The disorder and the symptoms themselves do not portray my story but rather the characteristics, lessons and life-changing outlooks I have gained. To hear the words, lying in the hospital bed, “You have a second chance at life,” are at first difficult to fathom. As I witness this clichéd line in movies and books, I never dreamt that those words would apply to me. While ED depleted my life physically and mentally he also deprived it of its social aspects. The planner that I once was amongst my friends group could barely make plans for herself. ED had completely stripped away the bubbly, effervescent and energetic girl the world used to know.
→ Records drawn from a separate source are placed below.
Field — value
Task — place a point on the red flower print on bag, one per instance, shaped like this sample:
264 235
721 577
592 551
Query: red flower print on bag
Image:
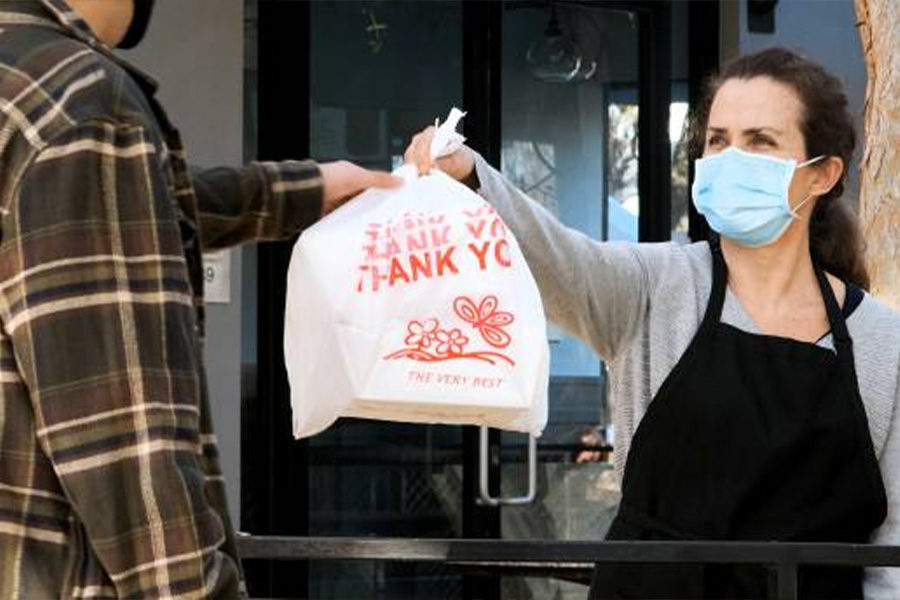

Though luckily by the grace of God and my loved ones I was able to get sufficient help. I attacked ED full on and though I “got past” ED he will always be a part of me. The battle was long and at times it is still going on. Though from this battle I gained a newfound understanding of perseverance and determination. My eyes were opened to the little things in life such as the power of a paintbrush to calm your nerves. I am able to laugh again and smiling no longer takes a strenuous amount of effort. Not only did I learn to redo these things but as well as their importance. I learned to never take life for granted as I gained a deeper sense of appreciation. I have gained strength and realization that not everything has to make sense or be in your own control 24/7. Most importantly I have found a true understanding of family and friendship. Throughout my journey, my loved ones have never left my side. Accomplishing goals on your own are great achievements though the best achievements are those accomplished with the people you love. These lessons may seem cliché or ones we hear continuously though I never fully gained a true understanding of them until now. Sometimes in life we require a fatal experience to give us a “slap in the face” to wake up and realize the beauty of all that is in front of us. Anorexia does not define me. Exercise addict does not define me. Bulimia does not define me. What define me are appreciation, simplicity, energy, liveliness, fellowship, determination, strength, faith and the ability to be whomever I so choose to be. So from here on out those words will lead my journey, not ED.